Saturday, September 30, 2006

Probability -- Intro Lecture

(Updated October 1, 2013)

This week, we'll be learning about probability. Probability is an important foundation for statistical analysis as, when you obtain a finding in your research (e.g., a higher percentage of couples show improvement after receiving a novel, experimental marital therapy than do control-group couples who received an older form of therapy), you need to know how likely it is this result came up purely by chance.

Although some topics can get fairly complex, the core idea to keep in mind regarding probability is how many possible ways can something turn out. A coin can come up heads or tails, thus the probability of a head is 1/2 (same for a tail).

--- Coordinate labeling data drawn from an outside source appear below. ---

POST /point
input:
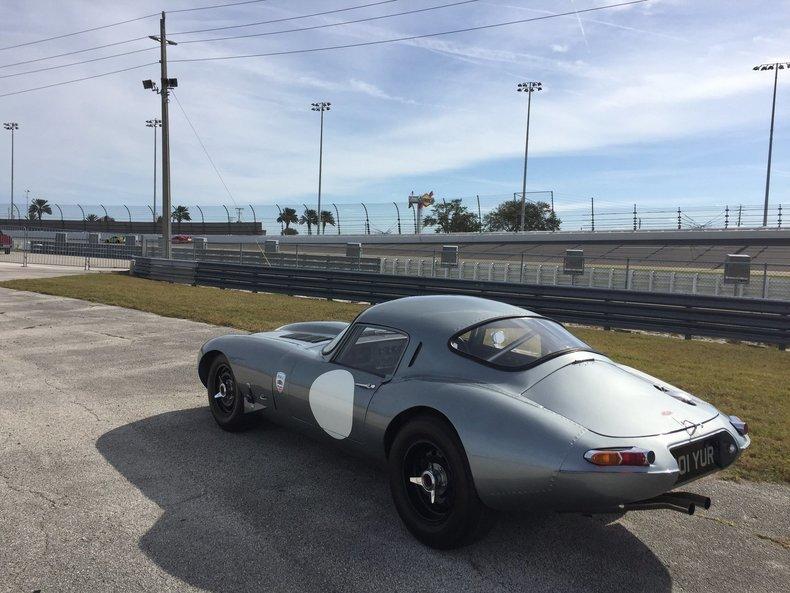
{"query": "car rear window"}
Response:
(516, 342)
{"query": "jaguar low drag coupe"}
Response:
(476, 406)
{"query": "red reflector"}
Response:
(609, 457)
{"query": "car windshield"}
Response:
(331, 346)
(516, 342)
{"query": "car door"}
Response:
(338, 396)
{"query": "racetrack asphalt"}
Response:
(114, 477)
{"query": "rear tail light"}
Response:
(739, 425)
(609, 457)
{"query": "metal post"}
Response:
(526, 153)
(84, 222)
(397, 211)
(130, 217)
(227, 213)
(202, 219)
(165, 95)
(320, 169)
(367, 219)
(770, 148)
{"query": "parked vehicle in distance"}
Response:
(6, 243)
(476, 407)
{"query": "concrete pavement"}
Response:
(114, 477)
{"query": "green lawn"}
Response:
(752, 382)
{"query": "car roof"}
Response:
(440, 315)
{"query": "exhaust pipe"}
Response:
(683, 502)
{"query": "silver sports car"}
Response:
(475, 406)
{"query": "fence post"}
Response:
(765, 280)
(397, 211)
(367, 219)
(228, 214)
(627, 273)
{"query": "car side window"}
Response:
(373, 349)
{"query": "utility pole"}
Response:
(529, 88)
(320, 106)
(154, 123)
(776, 67)
(164, 92)
(12, 126)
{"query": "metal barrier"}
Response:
(755, 320)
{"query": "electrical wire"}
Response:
(139, 18)
(281, 20)
(203, 146)
(135, 51)
(324, 26)
(125, 41)
(411, 37)
(48, 86)
(217, 6)
(71, 53)
(220, 39)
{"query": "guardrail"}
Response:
(756, 320)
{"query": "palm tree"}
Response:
(287, 217)
(310, 218)
(180, 213)
(327, 218)
(39, 207)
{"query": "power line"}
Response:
(451, 4)
(125, 41)
(217, 6)
(281, 20)
(203, 146)
(411, 37)
(71, 53)
(47, 86)
(134, 51)
(324, 26)
(139, 18)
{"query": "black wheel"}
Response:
(224, 397)
(432, 486)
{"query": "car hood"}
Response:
(618, 401)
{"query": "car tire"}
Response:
(454, 516)
(228, 410)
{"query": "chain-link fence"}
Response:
(373, 217)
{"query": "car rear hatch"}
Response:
(617, 401)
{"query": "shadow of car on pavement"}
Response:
(269, 509)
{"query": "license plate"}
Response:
(702, 457)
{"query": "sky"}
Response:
(654, 104)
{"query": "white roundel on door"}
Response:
(332, 402)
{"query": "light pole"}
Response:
(12, 125)
(321, 106)
(529, 88)
(776, 67)
(154, 123)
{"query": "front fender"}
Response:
(515, 448)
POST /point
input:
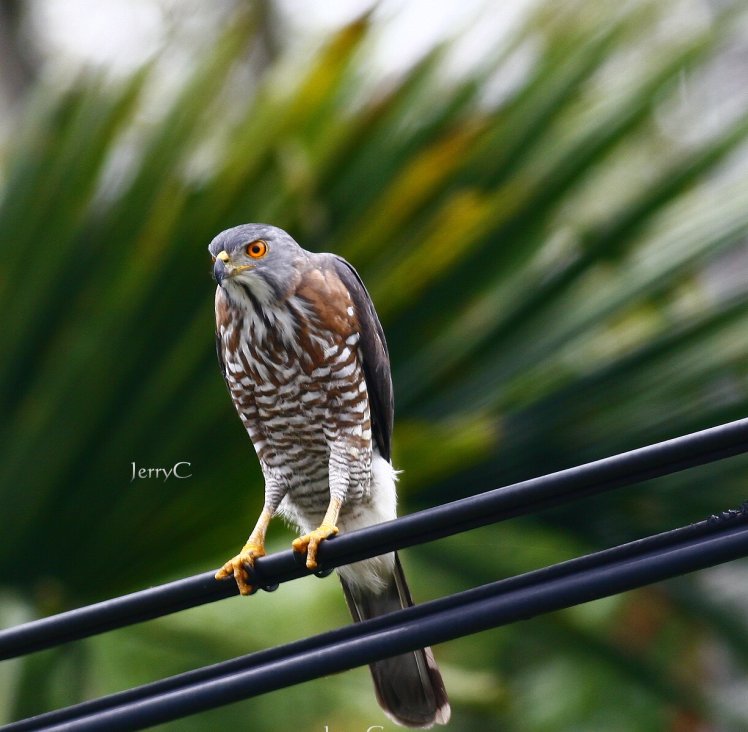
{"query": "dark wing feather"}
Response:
(376, 358)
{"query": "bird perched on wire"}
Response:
(306, 363)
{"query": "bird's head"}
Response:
(260, 258)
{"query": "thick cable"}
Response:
(719, 539)
(496, 505)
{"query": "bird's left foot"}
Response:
(310, 542)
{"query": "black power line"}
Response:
(591, 577)
(499, 504)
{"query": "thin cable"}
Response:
(591, 577)
(496, 505)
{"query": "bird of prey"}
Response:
(306, 363)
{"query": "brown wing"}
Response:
(375, 356)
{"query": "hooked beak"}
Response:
(222, 268)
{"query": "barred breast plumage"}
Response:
(306, 363)
(299, 388)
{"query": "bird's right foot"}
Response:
(240, 567)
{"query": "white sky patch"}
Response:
(123, 34)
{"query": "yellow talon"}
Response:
(310, 542)
(240, 566)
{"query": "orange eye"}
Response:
(257, 249)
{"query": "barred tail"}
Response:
(409, 687)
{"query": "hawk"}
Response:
(306, 363)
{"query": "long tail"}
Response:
(409, 687)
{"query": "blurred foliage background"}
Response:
(555, 238)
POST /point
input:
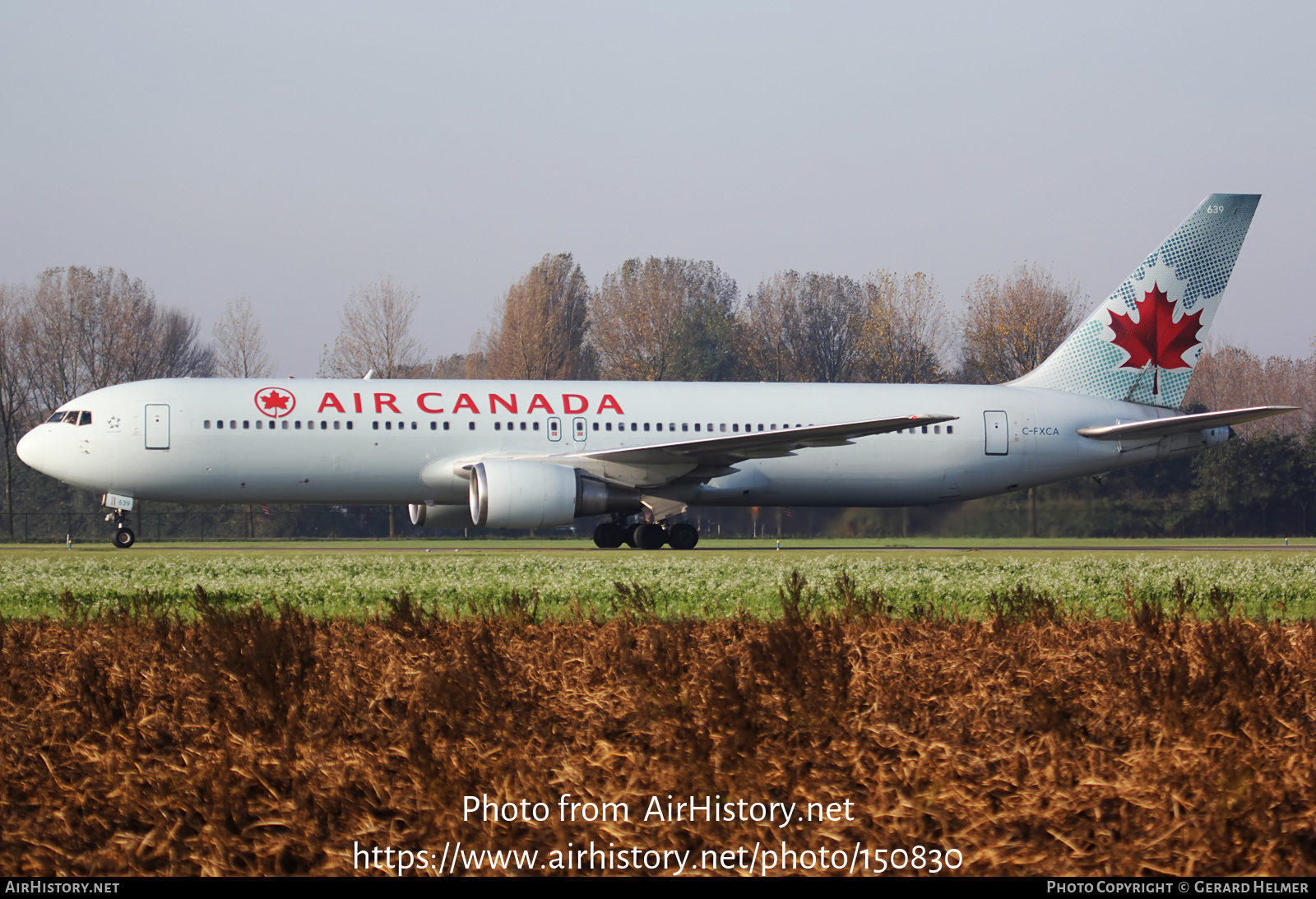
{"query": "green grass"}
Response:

A website called "Math Goodies" has some excellent lecture notes on probability. In this class, we'll want to look at the units from this site on "Introduction to Probability," "Sample Spaces," "Addition Rules for Probability," and "Independent Events."

We're mainly interested in two principles known as the multiplication/and rule (which requires the events to be independent) and the addition/or rule (which requires the events to be mutually exclusive). Here is a description of non-mutually exclusive events and how to adjust the addition/or procedure accordingly.


A tool that has many useful applications in statistics and probability is the "n choose k" formulation (see the links section on the right for an online calculator). I alluded to this approach in talking about how the 2005-06 St. Louis University men's basketball team had a perfect alternation of wins and losses through its first 19 games (WLWLWLWLWLWLWLWLWLW). As discussed on my Hot Hand blog, I framed the question in the form of: How many possible different ways are there to distribute 10 items (wins) in 19 boxes (games)?

To simplify things, let's imagine that a sorority needs two of its members to oversee an event, but four members volunteer (Cammy, Pammy, Sammy, and Tammy). How many possible duos can be chosen from four members? This would be stated as "4 choose 2" (there would be a 4 on top of a 2 in parentheses, but this is not a fraction). Keeping in mind that n = 4 and k = 2, the following description from Ken Ross (p. 43) may be helpful:

...the denominator is the product of k numbers from k down to 1...

...the numerator is the product of numbers starting with n and going down until you also have k numbers in the numerator...

Mathematically, we would take:

4 X 3

2 X 1

which equals 6. The possible duos are thus:

Cammy with Pammy
Cammy with Sammy
Cammy with Tammy
Pammy with Sammy
Pammy with Tammy
Sammy with Tammy


Finally, let's look at how binomial distributions (e.g., coin-tossing) lead up to the normal, bell-shaped curve (here and here).

Coin-tossing is an example of a Bernoulli process. Westfall and Henning's book shows how to simulate coin-tossing in Excel. Here are the specifications if anyone wants to try this at home:

You need to download Excel's “Analysis ToolPak” add-in. Then, access the Random Number Generator through the tabs "Data" and "Data Analysis."  Number of variables is 10 and the number of random numbers is 1000. The distribution to select is "Bernoulli," with p value = 0.5. The output range should be:  $A$1. In column K of the first line of data (after the data are generated): =SUM(A1:J1). How to drag down to get sum for all rows is explained here. Finally, making histograms in Excel is explained here.